Multi-processor Scheduling
Objectives
We would like to :
- Discuss the impact of multiple cores/processors on scheduling.
Notes
- SMP - Symmetric Multiprocessor
- All cores/processors have equal access to all memory
- But each processor has a dedicated cache.
- But they also use this for Symmetric Multiprocessing.
- NUMA - Non Uniform Memory Access
- Each processor/group of processors has a memory
- Each processor has dedicated cache.
- Moving processes on these different architectures have different costs.
- Staying on a core is best.
- Staying on a processor is good
- Moving between processors becomes expensive, with the cost depending on the architecture.
- A first thought:
- Dedicate one thread of execution to the kernel
- But this can lead to bottlenecks and slowdowns.
- And it is not very efficient.
- So then, what do we do about scheduling?
- Have a single queue, and the next selected process goes on the next available core?
- Have a per-core queue
- In general, a critical section leads to inefficiency.
- Removing a process from the queue would be critical.
- As would placing a new process on the queue.
- In the single queue case, this is expensive.
- So choice A is not good.
- In addition, choice A does not promote processor affinity.
- Choice B, however, leads to balance issues
- One core can become lightly loaded while others are heavily loaded.
- The author proposes two solutions to load balancing
- Push migration: a periodic task reblanaces the load among processors/cores.
- Pull migration: an idle core searches for processes to run.
- The author notes that some OS's do both.
- Hardware thread scheduling is covered in 5.5.2
- Hardware manufacturers have built mechanisms to allow hardware to handle multiple threads per core.
- This is from studies indicating burst patterns
- The core can support quickly swapping several threads
- This is done by the hardware, not the OS.
- On a system with n cores, the OS believes there are 2n (or even larger multiples) cores.
- The OS schedules a thread on each core, then the hardware schedules between the the 2 threads on a single core.

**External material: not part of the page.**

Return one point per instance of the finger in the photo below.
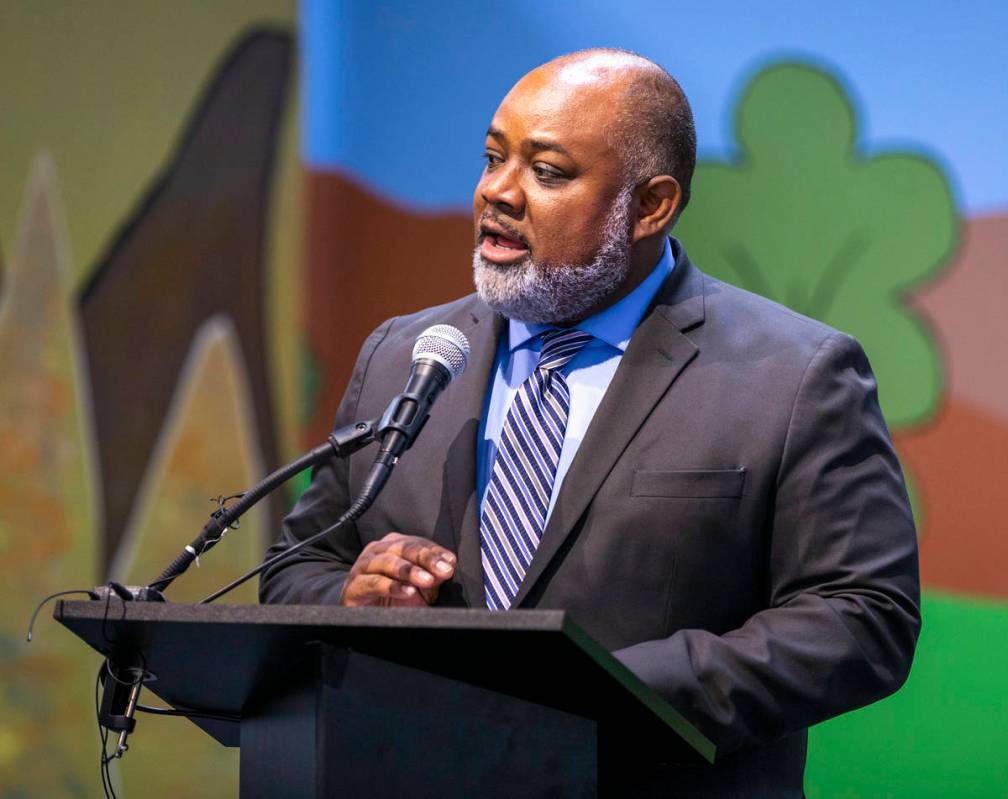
(392, 565)
(379, 589)
(434, 558)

- But if the OS is aware of the hardware scheduling algorithm it can make some decisions to improve performance
- Be aware that for CPU bound applications, hyper-threading can be slower.
- Processor Affinity
- If a scheduler trys to keep threads on the same processor, but will allow migration, this is called dsoft affinity
- If it does not allow absolute migration, but only within a processor it is called hard affinity.
- Apparently linux will support either.
- Affinity is very important in NUMA applications
- Apparently there is real conflict between load balancing and processor affinity.
- The author states "Thus scheduling algorithms for modern multicore NUMA systems have become quite complex."
- The last issue they introduce here is heterogeneous multiprocessing
- My phone has a 2x2.2 GHz Cortex A-76 and a 6x2.0 GHz Cortex-A55) CPU.
- These are both ARM processors
- But have different cache sizes.
- And apparently different pipeline characteristics.
- The A-55 is slow but low energy
- The A-76 is fast by high energy.
- The scheduler is (hopefully) aware of this and will run
- Low priority, long term tasks on the A-55
- High priority, short term tasks on the A-76
- And can work without the A-76 if we need to preserve power.